According to data from the Human Transplant Registry [1], chronic pyelonephritis (CPN) accounted for 14.1% of about 12000 patients requiring transplantation; it was second only to chronic glomerulonephritis as the cause of chronic renal failure. It is not certain how the diagnoses of CPN in this large series were made, but the figure is remarkably close to that we found with 100 consecutive bilateral nephrectomy specimens removed before transplantation at the Boston City Hospital and Boston University School of Medicine, in which complete gross and microscopic pathological examination was performed [2, 3]. The data from the transplant material are skewed towards a greater percentage of patients with chronic glomerulonephritis, since anatomic malformations often preclude transplantation for CPN. The term chronic pyelonephritis has come to signify a chronic renal disease caused by bacterial infection; however, the renal parenchymal lesions in this condition are largely nonspecific and can be produced by various types of injury.
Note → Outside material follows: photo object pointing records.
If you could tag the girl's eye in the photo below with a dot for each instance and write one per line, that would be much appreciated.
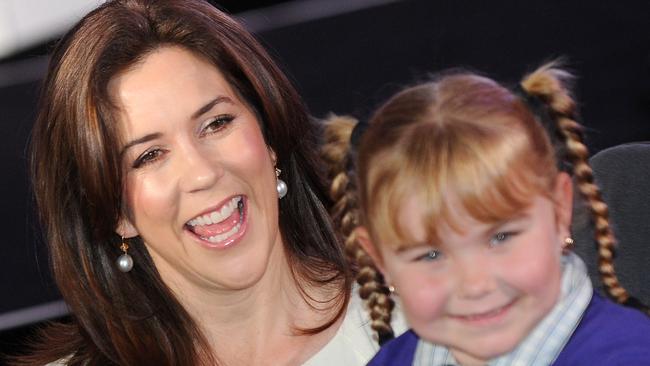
(217, 123)
(431, 255)
(501, 237)
(147, 157)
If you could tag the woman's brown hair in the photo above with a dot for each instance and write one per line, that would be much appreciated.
(134, 319)
(466, 134)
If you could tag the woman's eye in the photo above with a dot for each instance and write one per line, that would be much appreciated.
(215, 124)
(429, 256)
(146, 158)
(501, 237)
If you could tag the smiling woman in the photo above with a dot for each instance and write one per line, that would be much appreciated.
(165, 142)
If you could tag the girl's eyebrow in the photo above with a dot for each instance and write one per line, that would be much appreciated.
(403, 247)
(525, 215)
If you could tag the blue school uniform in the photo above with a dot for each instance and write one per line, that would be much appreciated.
(601, 333)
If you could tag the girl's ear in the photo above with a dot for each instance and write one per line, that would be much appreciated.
(563, 196)
(126, 229)
(363, 238)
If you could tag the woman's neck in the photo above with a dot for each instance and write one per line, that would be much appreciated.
(262, 322)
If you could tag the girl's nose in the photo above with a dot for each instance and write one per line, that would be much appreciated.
(475, 279)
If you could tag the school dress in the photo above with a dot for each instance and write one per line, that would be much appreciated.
(602, 333)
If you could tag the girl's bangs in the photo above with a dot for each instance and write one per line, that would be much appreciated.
(492, 170)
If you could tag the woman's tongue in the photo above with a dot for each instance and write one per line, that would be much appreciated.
(207, 231)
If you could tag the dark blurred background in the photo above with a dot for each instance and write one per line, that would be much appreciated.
(344, 56)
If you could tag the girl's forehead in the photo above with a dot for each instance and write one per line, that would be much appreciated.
(418, 225)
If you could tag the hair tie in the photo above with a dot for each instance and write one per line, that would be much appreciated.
(357, 132)
(545, 116)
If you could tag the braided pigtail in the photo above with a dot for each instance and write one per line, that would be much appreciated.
(548, 85)
(346, 216)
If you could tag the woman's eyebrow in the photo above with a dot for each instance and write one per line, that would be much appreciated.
(210, 104)
(143, 139)
(204, 109)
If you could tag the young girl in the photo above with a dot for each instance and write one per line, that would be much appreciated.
(464, 205)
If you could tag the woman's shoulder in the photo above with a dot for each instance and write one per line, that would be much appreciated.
(608, 334)
(355, 342)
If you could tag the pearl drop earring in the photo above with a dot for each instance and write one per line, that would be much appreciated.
(280, 185)
(125, 261)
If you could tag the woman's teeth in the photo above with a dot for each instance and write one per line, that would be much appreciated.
(224, 236)
(218, 215)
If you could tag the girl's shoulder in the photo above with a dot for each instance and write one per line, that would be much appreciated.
(399, 351)
(608, 334)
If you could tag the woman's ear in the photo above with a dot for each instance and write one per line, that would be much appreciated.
(364, 240)
(563, 196)
(274, 157)
(126, 229)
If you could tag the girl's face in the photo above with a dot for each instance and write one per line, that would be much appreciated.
(480, 292)
(200, 180)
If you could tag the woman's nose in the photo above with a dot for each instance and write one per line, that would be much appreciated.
(200, 169)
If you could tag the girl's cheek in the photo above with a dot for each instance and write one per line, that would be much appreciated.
(424, 295)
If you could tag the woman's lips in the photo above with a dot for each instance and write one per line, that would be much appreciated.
(222, 226)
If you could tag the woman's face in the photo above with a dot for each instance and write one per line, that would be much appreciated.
(200, 184)
(480, 291)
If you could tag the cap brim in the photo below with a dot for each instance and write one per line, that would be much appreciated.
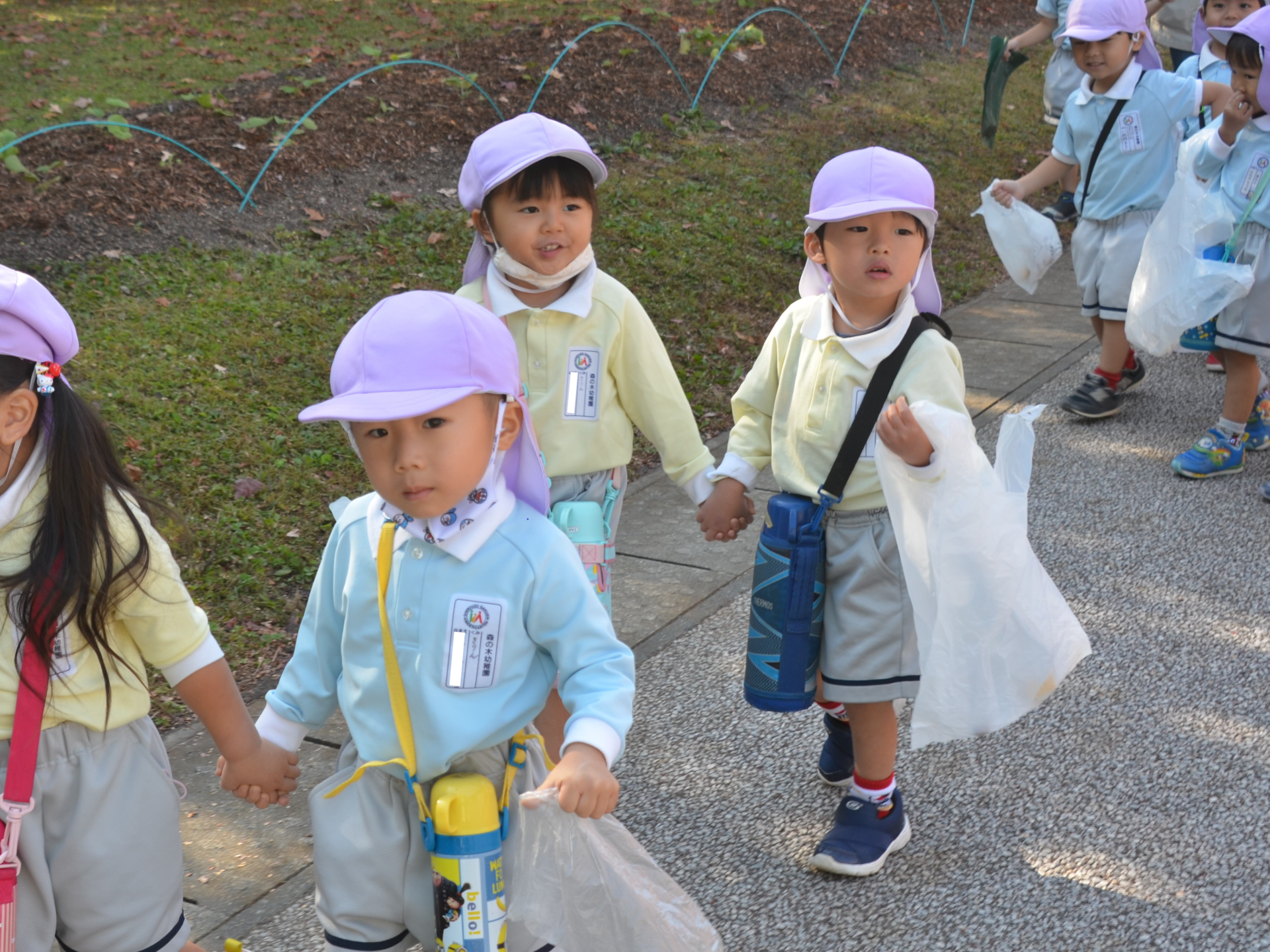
(397, 405)
(841, 212)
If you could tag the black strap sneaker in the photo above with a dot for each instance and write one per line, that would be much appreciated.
(1094, 399)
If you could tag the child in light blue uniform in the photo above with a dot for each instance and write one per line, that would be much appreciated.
(1124, 187)
(1238, 157)
(448, 582)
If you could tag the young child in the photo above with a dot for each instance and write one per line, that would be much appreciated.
(868, 276)
(444, 606)
(101, 866)
(1124, 187)
(1238, 158)
(1062, 79)
(591, 358)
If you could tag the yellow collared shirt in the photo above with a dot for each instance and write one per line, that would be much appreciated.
(595, 372)
(155, 622)
(795, 405)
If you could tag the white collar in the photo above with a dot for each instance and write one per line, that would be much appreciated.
(1122, 88)
(13, 498)
(872, 348)
(462, 546)
(1206, 58)
(577, 300)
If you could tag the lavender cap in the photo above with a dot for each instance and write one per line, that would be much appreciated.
(502, 151)
(1099, 19)
(1256, 26)
(421, 350)
(32, 324)
(865, 182)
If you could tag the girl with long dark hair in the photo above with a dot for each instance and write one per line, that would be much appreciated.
(91, 594)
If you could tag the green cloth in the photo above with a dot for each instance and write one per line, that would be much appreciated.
(995, 85)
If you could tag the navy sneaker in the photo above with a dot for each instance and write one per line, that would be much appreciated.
(839, 754)
(861, 841)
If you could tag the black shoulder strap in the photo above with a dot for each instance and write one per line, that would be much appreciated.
(875, 400)
(1097, 146)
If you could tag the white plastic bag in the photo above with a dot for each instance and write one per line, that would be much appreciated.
(1174, 287)
(1025, 240)
(588, 885)
(995, 635)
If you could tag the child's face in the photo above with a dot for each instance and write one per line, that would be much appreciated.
(1105, 59)
(426, 465)
(544, 234)
(1227, 13)
(1245, 80)
(870, 257)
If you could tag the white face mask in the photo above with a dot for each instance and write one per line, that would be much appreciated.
(511, 268)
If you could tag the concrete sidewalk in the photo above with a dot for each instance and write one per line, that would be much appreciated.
(245, 867)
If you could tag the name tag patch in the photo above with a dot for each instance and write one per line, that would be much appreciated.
(1129, 126)
(582, 383)
(476, 649)
(1253, 177)
(872, 446)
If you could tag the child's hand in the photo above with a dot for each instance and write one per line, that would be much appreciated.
(263, 777)
(586, 785)
(904, 436)
(1007, 190)
(727, 512)
(1235, 117)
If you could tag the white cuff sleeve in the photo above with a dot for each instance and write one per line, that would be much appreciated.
(737, 469)
(207, 653)
(700, 487)
(278, 730)
(600, 735)
(1218, 147)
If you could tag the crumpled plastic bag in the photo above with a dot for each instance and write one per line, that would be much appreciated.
(1025, 240)
(995, 635)
(1175, 288)
(586, 885)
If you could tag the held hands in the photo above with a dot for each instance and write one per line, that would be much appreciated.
(263, 777)
(904, 436)
(586, 787)
(727, 512)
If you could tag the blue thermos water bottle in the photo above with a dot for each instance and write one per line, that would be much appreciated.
(786, 607)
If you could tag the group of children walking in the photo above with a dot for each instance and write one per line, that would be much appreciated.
(1119, 131)
(451, 619)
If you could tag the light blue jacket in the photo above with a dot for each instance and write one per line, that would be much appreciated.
(1240, 168)
(520, 608)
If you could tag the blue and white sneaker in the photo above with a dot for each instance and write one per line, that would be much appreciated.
(839, 754)
(1213, 455)
(1259, 424)
(860, 840)
(1202, 338)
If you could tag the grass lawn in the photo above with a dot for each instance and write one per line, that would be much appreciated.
(201, 360)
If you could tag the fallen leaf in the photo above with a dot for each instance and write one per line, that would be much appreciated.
(245, 488)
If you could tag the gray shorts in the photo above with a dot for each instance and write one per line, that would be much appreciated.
(1245, 324)
(372, 871)
(869, 651)
(1105, 255)
(101, 852)
(1062, 79)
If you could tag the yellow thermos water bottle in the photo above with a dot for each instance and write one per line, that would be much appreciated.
(468, 865)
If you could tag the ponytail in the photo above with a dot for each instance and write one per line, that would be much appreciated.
(75, 559)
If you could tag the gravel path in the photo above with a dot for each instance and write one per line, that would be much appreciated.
(1128, 813)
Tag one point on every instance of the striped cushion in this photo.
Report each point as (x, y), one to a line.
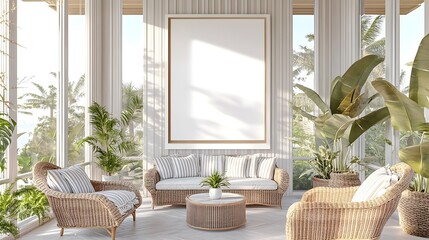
(252, 168)
(78, 180)
(57, 182)
(163, 165)
(236, 166)
(266, 167)
(210, 164)
(124, 200)
(188, 166)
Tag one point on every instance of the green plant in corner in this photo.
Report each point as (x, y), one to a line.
(109, 141)
(216, 180)
(339, 124)
(13, 203)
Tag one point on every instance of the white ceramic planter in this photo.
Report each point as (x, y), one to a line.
(106, 178)
(215, 193)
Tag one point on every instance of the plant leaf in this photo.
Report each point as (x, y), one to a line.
(406, 115)
(354, 78)
(314, 97)
(417, 156)
(364, 123)
(419, 80)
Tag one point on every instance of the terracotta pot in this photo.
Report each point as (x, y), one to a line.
(347, 179)
(319, 182)
(413, 211)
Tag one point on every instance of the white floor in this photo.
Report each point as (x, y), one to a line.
(169, 223)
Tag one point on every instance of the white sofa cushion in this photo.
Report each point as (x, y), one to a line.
(236, 167)
(266, 167)
(124, 200)
(376, 184)
(210, 164)
(188, 166)
(193, 183)
(252, 166)
(164, 167)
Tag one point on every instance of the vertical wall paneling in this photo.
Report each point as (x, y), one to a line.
(281, 70)
(392, 70)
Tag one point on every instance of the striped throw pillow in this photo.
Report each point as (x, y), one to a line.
(210, 164)
(236, 167)
(124, 200)
(78, 180)
(252, 168)
(266, 167)
(57, 182)
(164, 167)
(188, 166)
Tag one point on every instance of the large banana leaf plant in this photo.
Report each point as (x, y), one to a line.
(340, 123)
(407, 114)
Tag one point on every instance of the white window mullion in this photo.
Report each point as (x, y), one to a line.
(94, 71)
(392, 70)
(62, 94)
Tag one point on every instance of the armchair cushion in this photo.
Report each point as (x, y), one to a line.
(69, 180)
(57, 182)
(376, 184)
(124, 200)
(77, 179)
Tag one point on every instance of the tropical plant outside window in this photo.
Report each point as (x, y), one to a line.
(303, 73)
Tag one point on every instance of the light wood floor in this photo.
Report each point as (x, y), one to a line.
(170, 223)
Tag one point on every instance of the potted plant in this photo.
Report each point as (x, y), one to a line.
(339, 124)
(407, 116)
(320, 166)
(108, 140)
(215, 182)
(20, 204)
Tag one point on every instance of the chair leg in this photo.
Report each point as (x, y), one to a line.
(113, 233)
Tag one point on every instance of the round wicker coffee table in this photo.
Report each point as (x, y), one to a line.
(226, 213)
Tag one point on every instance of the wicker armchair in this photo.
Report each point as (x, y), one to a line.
(328, 213)
(83, 210)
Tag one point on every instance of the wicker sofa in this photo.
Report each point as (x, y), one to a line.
(272, 197)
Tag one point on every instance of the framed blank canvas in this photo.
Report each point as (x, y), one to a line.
(218, 82)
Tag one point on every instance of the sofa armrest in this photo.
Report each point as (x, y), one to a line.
(150, 179)
(281, 177)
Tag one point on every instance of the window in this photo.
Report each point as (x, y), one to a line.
(373, 42)
(132, 87)
(37, 63)
(303, 73)
(76, 81)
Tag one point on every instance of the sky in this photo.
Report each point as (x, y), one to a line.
(38, 54)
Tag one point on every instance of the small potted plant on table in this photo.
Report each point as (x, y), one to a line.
(215, 182)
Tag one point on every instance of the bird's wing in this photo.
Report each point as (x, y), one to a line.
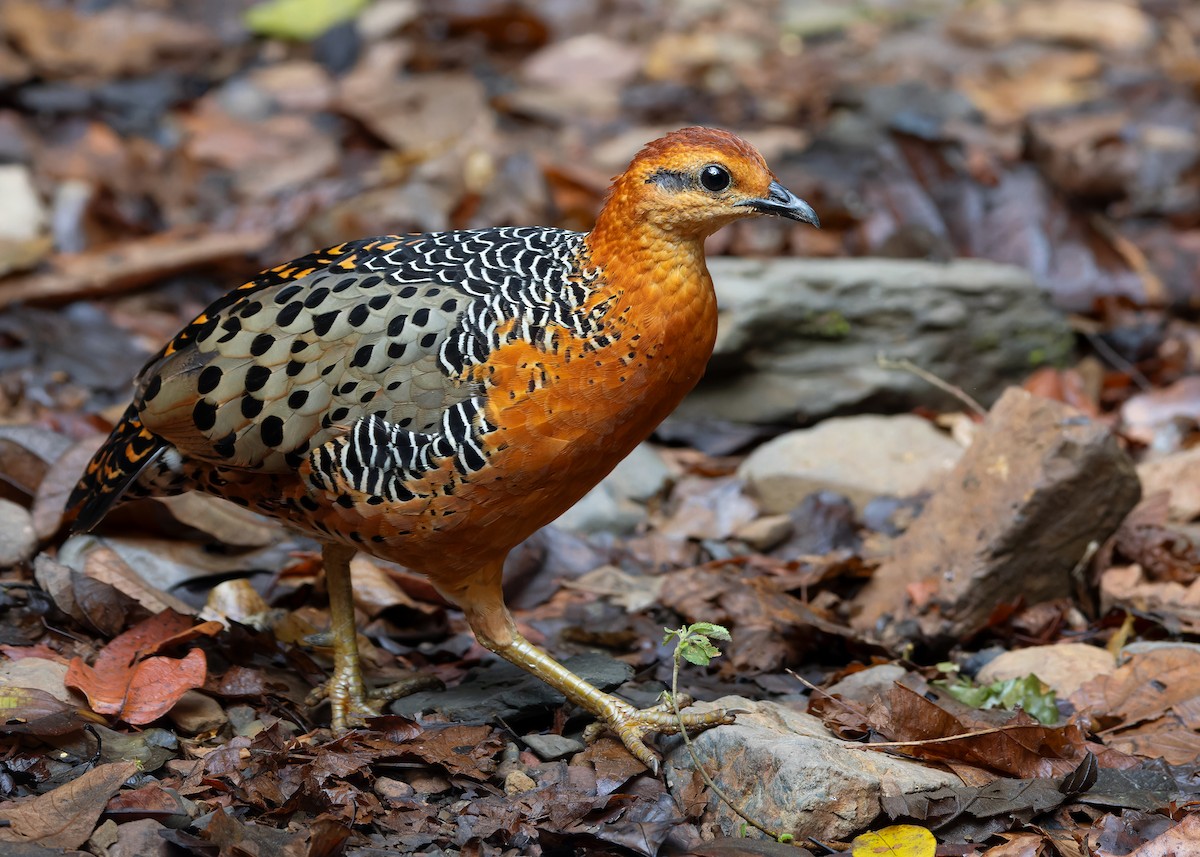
(385, 328)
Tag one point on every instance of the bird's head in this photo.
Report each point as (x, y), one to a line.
(695, 180)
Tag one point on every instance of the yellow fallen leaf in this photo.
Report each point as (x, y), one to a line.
(899, 840)
(300, 19)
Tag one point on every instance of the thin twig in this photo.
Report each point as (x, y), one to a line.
(1119, 363)
(943, 739)
(885, 361)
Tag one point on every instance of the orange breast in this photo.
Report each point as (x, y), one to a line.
(564, 418)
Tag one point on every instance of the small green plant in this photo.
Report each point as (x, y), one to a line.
(694, 643)
(1029, 694)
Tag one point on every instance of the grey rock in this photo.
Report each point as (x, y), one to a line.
(22, 216)
(18, 539)
(785, 768)
(862, 457)
(552, 747)
(798, 337)
(1039, 483)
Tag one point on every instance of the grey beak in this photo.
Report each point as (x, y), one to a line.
(783, 203)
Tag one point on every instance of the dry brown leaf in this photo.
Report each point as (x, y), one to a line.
(66, 816)
(1126, 586)
(107, 567)
(60, 479)
(1141, 696)
(27, 453)
(222, 520)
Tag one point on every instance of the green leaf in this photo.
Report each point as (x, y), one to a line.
(709, 630)
(300, 19)
(1029, 694)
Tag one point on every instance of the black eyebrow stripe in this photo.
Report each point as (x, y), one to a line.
(669, 180)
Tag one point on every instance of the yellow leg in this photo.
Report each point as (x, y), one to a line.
(349, 701)
(493, 627)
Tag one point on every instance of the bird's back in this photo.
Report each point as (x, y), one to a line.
(394, 388)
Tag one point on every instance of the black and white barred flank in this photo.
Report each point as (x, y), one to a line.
(378, 457)
(533, 277)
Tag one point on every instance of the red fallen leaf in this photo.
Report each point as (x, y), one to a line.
(141, 690)
(148, 802)
(39, 651)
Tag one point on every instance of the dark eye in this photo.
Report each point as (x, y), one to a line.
(715, 178)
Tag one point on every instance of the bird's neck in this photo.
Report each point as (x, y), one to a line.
(645, 259)
(665, 301)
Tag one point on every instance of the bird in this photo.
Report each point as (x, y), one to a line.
(435, 399)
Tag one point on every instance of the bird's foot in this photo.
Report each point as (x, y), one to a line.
(351, 703)
(633, 724)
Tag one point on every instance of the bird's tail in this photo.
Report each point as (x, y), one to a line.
(127, 451)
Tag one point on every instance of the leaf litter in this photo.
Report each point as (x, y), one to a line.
(171, 155)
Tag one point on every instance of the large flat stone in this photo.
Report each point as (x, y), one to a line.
(862, 457)
(1012, 520)
(798, 337)
(787, 771)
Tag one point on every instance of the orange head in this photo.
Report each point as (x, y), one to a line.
(694, 181)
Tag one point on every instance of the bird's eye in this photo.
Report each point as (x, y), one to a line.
(715, 178)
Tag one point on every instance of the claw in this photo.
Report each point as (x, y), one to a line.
(351, 706)
(631, 725)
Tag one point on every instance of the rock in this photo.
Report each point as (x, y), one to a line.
(615, 505)
(1012, 520)
(22, 216)
(765, 533)
(862, 457)
(1177, 474)
(1065, 666)
(865, 684)
(498, 689)
(552, 747)
(196, 713)
(517, 783)
(18, 539)
(785, 768)
(798, 337)
(1145, 646)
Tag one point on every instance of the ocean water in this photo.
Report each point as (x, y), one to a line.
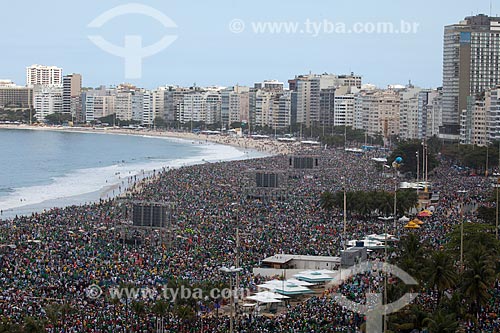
(42, 169)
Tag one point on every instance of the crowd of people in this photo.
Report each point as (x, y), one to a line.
(55, 256)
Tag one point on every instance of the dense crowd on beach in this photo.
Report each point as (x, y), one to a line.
(54, 257)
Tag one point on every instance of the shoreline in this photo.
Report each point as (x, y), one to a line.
(271, 147)
(248, 147)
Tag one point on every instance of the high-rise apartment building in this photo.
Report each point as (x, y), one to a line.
(72, 90)
(471, 59)
(43, 75)
(47, 100)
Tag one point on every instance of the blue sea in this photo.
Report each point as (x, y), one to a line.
(41, 169)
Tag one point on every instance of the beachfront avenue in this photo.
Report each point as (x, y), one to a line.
(68, 268)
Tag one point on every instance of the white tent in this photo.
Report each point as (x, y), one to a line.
(270, 294)
(285, 288)
(300, 283)
(404, 219)
(313, 276)
(263, 299)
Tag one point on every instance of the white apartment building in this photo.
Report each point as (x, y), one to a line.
(493, 113)
(409, 113)
(47, 100)
(43, 75)
(473, 123)
(344, 106)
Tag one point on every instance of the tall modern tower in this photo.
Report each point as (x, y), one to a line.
(471, 56)
(43, 75)
(72, 89)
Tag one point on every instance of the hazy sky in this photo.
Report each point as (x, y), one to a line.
(207, 52)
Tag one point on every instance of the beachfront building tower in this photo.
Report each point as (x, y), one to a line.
(471, 56)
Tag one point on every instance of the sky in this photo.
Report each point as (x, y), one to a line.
(218, 42)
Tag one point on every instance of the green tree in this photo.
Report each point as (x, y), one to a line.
(33, 325)
(478, 278)
(440, 322)
(441, 273)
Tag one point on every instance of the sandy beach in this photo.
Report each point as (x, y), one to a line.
(268, 146)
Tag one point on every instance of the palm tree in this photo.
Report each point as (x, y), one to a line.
(65, 310)
(160, 309)
(327, 201)
(411, 257)
(441, 323)
(8, 327)
(139, 309)
(441, 273)
(478, 278)
(32, 325)
(53, 312)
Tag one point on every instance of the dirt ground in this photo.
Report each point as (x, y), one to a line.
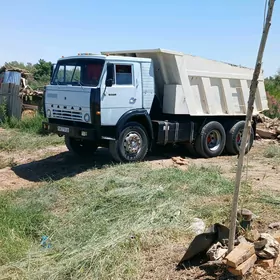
(27, 169)
(31, 168)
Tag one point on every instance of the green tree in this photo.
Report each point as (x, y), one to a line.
(42, 71)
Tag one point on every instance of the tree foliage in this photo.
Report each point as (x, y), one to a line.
(272, 85)
(39, 72)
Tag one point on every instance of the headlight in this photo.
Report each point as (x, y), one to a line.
(49, 113)
(86, 117)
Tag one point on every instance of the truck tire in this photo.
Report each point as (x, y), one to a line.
(132, 145)
(234, 137)
(82, 148)
(211, 140)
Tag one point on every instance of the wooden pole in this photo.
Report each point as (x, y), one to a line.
(248, 123)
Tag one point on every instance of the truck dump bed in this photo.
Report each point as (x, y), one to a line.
(196, 86)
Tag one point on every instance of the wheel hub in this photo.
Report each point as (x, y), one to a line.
(214, 140)
(132, 143)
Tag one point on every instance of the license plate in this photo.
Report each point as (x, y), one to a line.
(63, 129)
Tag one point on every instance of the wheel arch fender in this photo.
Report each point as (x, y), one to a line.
(136, 115)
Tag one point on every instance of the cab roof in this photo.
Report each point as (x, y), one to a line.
(106, 57)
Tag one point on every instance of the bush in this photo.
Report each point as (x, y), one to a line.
(30, 125)
(274, 107)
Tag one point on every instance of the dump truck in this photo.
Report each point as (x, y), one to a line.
(134, 101)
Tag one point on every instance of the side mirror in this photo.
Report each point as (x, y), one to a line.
(52, 70)
(109, 82)
(110, 75)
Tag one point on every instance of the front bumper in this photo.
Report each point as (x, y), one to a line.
(71, 131)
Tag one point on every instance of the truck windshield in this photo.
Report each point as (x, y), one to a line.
(77, 72)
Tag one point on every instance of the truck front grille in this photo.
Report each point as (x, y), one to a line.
(67, 115)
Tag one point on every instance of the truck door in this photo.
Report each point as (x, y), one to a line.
(124, 94)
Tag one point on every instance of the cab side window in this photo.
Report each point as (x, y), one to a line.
(123, 75)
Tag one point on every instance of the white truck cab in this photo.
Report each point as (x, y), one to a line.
(129, 100)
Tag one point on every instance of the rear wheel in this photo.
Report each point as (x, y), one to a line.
(234, 137)
(211, 140)
(132, 144)
(80, 147)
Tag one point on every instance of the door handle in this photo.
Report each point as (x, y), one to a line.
(132, 100)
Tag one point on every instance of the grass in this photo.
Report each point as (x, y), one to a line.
(18, 140)
(101, 226)
(19, 225)
(272, 151)
(6, 162)
(25, 134)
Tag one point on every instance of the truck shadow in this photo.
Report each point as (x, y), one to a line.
(66, 165)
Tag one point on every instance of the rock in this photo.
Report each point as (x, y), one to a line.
(198, 226)
(266, 263)
(260, 244)
(259, 271)
(243, 268)
(276, 236)
(253, 235)
(240, 254)
(271, 248)
(265, 133)
(216, 252)
(274, 225)
(241, 239)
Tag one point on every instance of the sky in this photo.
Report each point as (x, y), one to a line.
(225, 30)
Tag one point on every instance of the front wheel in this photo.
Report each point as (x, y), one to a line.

A number of studies [4] have emphasized that many patients with the pathologic lesions of CPN give no clinical evidence of infection, either recent of remote, and in our own series [2] about 50% of patients with clearcut CPN had no evidence of infection nor any of the conditions normally associated with CPN (i. e., obstruction or vesico-ureteral reflux). The terms abacterial CPN or nonbacterial CPN have thus emerged [5]. Heptinstall [6] cautions that the diagnosis of CPN should be restricted to cases in which there in inflammation and scarring of the pelvis or calyces. If this is done, the overall frequency of CPN diagnosed at autopsy and surgery diminished, but one is left with a number of cases of focal or diffuse chronic interstitial nephritis without pelvis scarring, in which no etiology is apparent. In addition, there is no a priori reason to attribute all cases with pelvis scarring to bacterial infection, since some patients with scarred pelves have no evidence of infection despite clinical progression [2, 5]. Other conditions such as vesico-ureteral reflux without infection [7] and analgesic nephropathy may result in calyceal deformities that are difficult to distinguish from those seen in chronic pyelonephritis.